Keeping track of travel and residency laws is our bread and butter

5th May 2016

It may soon be possible for Turkish people to travel without a visa inside Europe’s passport-free Schengen area - thanks to conditional backing from the European Commission.

Any change to visa conditions could come into effect from July - but it must first meet the approval of the European Parliament and all member states.

“This possible adjustment to visa regulations is part of the deal that saw Turkey agree to take back migrants who crossed into Greece,” says Rob Dolbear. “This is a sign of improved relations between the country and the EU - clearing the way for further legislation in the future.

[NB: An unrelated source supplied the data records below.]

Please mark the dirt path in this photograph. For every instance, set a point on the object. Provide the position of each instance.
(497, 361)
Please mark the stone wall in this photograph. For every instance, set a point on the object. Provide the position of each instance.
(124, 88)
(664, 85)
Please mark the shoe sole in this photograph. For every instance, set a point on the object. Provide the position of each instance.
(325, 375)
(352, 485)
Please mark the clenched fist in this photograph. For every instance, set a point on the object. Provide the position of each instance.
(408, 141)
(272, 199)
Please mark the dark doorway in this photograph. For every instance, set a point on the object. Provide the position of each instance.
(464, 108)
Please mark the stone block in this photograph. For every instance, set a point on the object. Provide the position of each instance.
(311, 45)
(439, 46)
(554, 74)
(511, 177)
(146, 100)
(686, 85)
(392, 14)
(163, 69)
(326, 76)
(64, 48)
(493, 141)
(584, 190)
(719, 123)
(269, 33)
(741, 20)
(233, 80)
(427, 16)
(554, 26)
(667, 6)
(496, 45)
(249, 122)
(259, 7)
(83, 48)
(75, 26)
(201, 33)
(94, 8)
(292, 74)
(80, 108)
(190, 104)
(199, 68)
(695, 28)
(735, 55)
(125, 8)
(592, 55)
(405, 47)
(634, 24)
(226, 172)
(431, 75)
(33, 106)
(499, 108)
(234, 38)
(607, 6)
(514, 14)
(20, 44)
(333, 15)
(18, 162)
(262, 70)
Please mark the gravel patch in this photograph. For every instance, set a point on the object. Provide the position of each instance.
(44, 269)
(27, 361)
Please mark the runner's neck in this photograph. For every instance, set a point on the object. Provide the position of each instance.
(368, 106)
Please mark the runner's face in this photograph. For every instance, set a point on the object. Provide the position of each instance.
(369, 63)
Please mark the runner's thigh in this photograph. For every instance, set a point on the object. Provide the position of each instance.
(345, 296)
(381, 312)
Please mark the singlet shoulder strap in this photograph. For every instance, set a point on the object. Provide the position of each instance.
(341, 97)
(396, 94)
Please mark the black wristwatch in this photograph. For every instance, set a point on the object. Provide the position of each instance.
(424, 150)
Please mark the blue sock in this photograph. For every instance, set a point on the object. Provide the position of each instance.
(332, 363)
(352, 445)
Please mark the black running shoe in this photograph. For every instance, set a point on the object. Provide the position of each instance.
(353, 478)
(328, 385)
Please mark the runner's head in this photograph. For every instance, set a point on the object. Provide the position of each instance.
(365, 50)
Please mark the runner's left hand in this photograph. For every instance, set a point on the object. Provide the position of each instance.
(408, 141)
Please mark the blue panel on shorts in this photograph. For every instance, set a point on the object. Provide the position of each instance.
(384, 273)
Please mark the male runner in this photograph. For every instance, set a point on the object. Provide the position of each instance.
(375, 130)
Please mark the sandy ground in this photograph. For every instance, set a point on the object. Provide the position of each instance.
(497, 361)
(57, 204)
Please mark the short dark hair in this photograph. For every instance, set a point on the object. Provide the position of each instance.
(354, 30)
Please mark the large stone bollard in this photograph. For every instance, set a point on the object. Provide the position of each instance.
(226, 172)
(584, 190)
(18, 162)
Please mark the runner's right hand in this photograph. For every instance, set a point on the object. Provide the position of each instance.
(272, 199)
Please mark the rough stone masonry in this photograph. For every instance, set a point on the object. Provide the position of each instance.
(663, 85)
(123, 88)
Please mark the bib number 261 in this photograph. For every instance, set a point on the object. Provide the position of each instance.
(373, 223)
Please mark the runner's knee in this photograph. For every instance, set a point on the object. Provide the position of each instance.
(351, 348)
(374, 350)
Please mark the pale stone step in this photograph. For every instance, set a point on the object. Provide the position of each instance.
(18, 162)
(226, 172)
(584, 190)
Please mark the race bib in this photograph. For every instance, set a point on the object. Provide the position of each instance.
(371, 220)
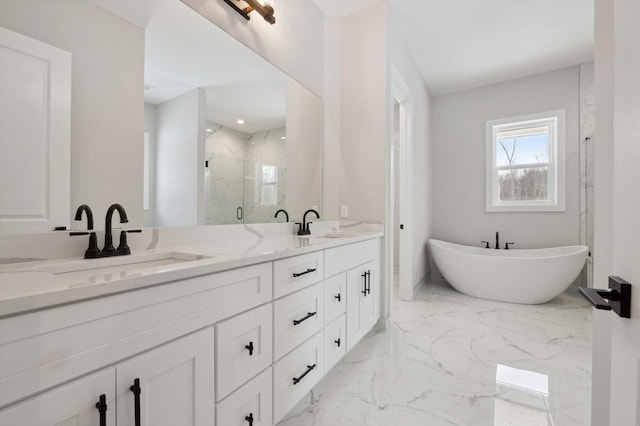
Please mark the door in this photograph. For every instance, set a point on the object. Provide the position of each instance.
(617, 198)
(174, 384)
(34, 134)
(67, 405)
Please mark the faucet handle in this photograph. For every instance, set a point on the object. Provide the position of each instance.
(123, 248)
(93, 251)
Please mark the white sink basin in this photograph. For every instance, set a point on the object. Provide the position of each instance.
(89, 271)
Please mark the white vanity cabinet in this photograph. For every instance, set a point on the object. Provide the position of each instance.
(170, 385)
(71, 404)
(236, 347)
(357, 265)
(361, 302)
(175, 384)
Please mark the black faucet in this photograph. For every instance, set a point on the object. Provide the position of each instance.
(123, 248)
(286, 215)
(85, 208)
(304, 226)
(92, 251)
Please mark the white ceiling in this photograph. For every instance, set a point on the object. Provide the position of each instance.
(461, 44)
(184, 51)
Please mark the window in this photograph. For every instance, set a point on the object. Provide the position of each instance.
(268, 184)
(525, 163)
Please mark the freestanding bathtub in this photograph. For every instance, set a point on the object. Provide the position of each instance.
(520, 276)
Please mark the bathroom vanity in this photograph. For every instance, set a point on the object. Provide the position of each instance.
(195, 335)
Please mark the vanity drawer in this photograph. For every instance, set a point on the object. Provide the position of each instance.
(296, 318)
(43, 349)
(295, 375)
(340, 259)
(243, 348)
(297, 272)
(335, 297)
(334, 342)
(253, 401)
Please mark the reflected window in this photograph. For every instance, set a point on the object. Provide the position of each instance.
(268, 185)
(521, 398)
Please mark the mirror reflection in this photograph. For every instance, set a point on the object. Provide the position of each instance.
(228, 138)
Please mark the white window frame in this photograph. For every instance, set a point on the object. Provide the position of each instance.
(556, 173)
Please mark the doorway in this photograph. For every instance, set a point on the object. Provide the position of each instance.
(398, 227)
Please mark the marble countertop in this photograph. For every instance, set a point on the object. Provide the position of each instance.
(37, 285)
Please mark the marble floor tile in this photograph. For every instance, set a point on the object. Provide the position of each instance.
(450, 359)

“The deal is for travel only - and wouldn’t grant Turks permission to work in Europe. But changes like these highlight the need to keep up-to-date with work and residency visa changes across the world.

“At HCR, we make it our business to ensure clients are fully aware of requirements. And, with the speed of change to laws in the nearly 200 countries that we help relocate employees to, this is incredibly important.”

The European Commission is also proposing visa-free travel for Kosovo citizens. And, In either case, the new rules will only apply for those carrying biometric passports.

“When our clients come to us, they know we’ll ensure a smooth transition for their employees - whether they are moving from the UK to abroad or vice versa,” adds Rob.

“We take care of everything - from arranging work permits, accommodation and insurance, to making sure employees have access to good schools and medical facilities.

“Our entire network of dedicated relocation specialists is standing by to provide information and advice to clients and their workers - wherever they happen to be moving to.

“Businesses trust us to meet the complex needs of individual employees. And making sure they are fully up to speed on possible changes to immigration, travel and residency laws - just like these for Turkey and Kosovo - is a big part of that.”